Coin toss game — probability of winning with a string of results

conditional probabilityprobability

I'm studying probability and came across the following problem:

Alice and Bob are playing a game in which each of them chooses a 4-letter string of $\{H,T\}$ (heads/tails), following which a coin is tossed repeatedly until one of the players' chosen strings appears. When that happens, that player has won.

If Alice chooses the string $THTH$, is there any string Bob can choose with which his probability of winning is greater than $50\%$?

I know that if I'm given a specific string for Bob, I can calculate each player's probability of winning by doing recursive conditional probability, but short of checking each of Bob's 15 possible choices for a string this way I'm not sure how to prove or disprove the assertion that Bob's chance to win can be more than $50\%$.

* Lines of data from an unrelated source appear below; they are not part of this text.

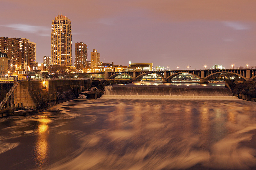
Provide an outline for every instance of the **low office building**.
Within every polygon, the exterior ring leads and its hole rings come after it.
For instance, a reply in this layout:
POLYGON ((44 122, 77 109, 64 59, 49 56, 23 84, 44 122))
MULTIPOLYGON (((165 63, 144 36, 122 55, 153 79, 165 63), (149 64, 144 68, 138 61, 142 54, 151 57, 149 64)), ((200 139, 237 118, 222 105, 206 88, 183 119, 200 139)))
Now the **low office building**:
POLYGON ((153 63, 132 63, 130 61, 129 67, 138 68, 141 71, 152 71, 154 69, 153 63))

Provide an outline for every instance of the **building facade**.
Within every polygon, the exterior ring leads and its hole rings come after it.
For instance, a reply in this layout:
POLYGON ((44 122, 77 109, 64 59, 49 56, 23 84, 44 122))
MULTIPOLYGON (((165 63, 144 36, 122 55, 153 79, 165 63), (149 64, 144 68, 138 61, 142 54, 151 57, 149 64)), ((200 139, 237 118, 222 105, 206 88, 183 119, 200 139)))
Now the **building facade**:
POLYGON ((100 53, 93 49, 91 52, 91 68, 93 68, 100 65, 100 53))
POLYGON ((18 51, 16 39, 0 37, 0 52, 7 54, 9 60, 15 61, 18 51))
POLYGON ((32 63, 36 62, 36 43, 23 38, 17 40, 18 50, 16 64, 19 69, 30 70, 32 70, 32 63))
POLYGON ((77 42, 75 46, 74 66, 76 70, 83 70, 87 65, 88 49, 87 44, 77 42))
POLYGON ((36 62, 36 44, 26 38, 0 37, 0 52, 7 54, 9 65, 16 69, 30 70, 36 62))
POLYGON ((152 71, 154 69, 153 63, 132 63, 130 61, 129 67, 137 68, 141 71, 152 71))
POLYGON ((72 66, 72 35, 68 18, 58 15, 52 24, 52 64, 72 66))
POLYGON ((0 52, 0 75, 4 76, 6 74, 8 75, 10 67, 8 64, 9 58, 5 53, 0 52))
POLYGON ((44 56, 44 63, 50 65, 52 64, 52 57, 44 56))

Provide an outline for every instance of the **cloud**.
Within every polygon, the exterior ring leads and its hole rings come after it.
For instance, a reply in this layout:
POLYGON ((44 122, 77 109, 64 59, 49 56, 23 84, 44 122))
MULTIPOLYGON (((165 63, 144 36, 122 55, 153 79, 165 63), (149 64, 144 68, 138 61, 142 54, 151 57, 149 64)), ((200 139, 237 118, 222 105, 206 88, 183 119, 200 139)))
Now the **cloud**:
POLYGON ((51 27, 49 27, 20 24, 13 24, 1 26, 11 28, 15 30, 38 34, 42 36, 51 36, 51 27))
POLYGON ((231 27, 232 29, 235 30, 248 30, 250 27, 245 25, 243 25, 238 22, 231 21, 224 21, 223 23, 227 26, 231 27))

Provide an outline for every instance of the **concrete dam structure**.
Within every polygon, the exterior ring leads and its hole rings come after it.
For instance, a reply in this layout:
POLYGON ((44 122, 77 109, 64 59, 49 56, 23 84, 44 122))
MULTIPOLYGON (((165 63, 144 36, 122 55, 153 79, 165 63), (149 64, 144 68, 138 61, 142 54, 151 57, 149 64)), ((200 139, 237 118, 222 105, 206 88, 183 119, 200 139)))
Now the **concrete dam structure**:
POLYGON ((225 86, 118 85, 105 87, 103 97, 135 98, 237 99, 225 86))
POLYGON ((15 87, 12 87, 13 92, 8 101, 12 101, 12 107, 26 107, 40 111, 49 106, 77 98, 79 93, 91 88, 91 81, 89 79, 20 80, 15 87))

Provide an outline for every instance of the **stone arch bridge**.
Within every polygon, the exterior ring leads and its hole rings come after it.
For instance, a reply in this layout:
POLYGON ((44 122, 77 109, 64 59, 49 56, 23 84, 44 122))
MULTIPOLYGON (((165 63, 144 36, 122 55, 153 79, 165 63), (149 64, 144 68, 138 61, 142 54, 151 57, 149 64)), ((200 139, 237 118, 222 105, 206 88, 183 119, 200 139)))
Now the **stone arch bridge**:
POLYGON ((105 72, 105 78, 112 79, 122 74, 131 77, 134 80, 140 80, 142 77, 150 74, 155 74, 163 79, 163 82, 171 82, 175 76, 183 73, 195 76, 200 79, 199 83, 207 83, 207 80, 212 76, 223 73, 237 75, 245 80, 252 80, 256 78, 256 69, 230 69, 222 70, 172 70, 170 71, 111 71, 105 72))

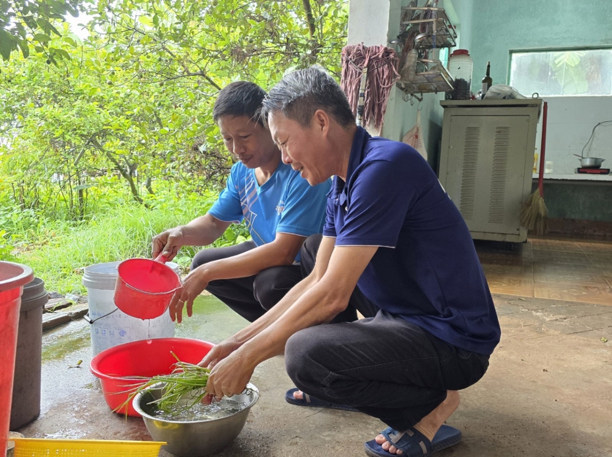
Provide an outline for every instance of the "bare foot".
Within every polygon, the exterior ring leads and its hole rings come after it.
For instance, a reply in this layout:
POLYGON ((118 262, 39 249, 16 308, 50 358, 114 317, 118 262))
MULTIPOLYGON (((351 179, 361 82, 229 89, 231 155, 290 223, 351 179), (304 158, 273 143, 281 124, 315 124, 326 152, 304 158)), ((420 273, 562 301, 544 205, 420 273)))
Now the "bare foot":
POLYGON ((301 390, 296 390, 293 392, 293 398, 296 400, 303 400, 304 398, 304 392, 301 390))
MULTIPOLYGON (((415 424, 414 428, 431 441, 433 439, 436 432, 455 412, 458 406, 459 392, 457 390, 448 390, 446 393, 446 399, 438 405, 438 408, 421 419, 418 423, 415 424)), ((401 449, 392 445, 383 435, 378 435, 374 439, 384 450, 390 454, 400 455, 404 453, 401 449)))

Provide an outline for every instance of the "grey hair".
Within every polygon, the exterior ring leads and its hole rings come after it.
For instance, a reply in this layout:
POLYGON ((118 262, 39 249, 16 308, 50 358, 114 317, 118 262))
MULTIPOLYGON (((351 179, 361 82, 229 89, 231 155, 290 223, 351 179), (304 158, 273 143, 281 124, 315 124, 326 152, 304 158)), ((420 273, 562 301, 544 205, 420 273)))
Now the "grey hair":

(I can't find a problem like this anywhere on SE so if this is a duplicate I apologize in advance).

Best Answer

If they play the game many times, and the winner scores each game based on how long it takes their opponent to finish after them, and they add together their scores from each game, then scores will, in the long run, be even.

The trick here is for Bob to pick a sequence such that if he wins, he wins just before Alice finishes her sequence, and if Alice wins, it's a long time until Bob finishes his. That way, since Bob often scores less points than Alice, he must win more often.

With that in mind, I suggest Bob goes for TTHT.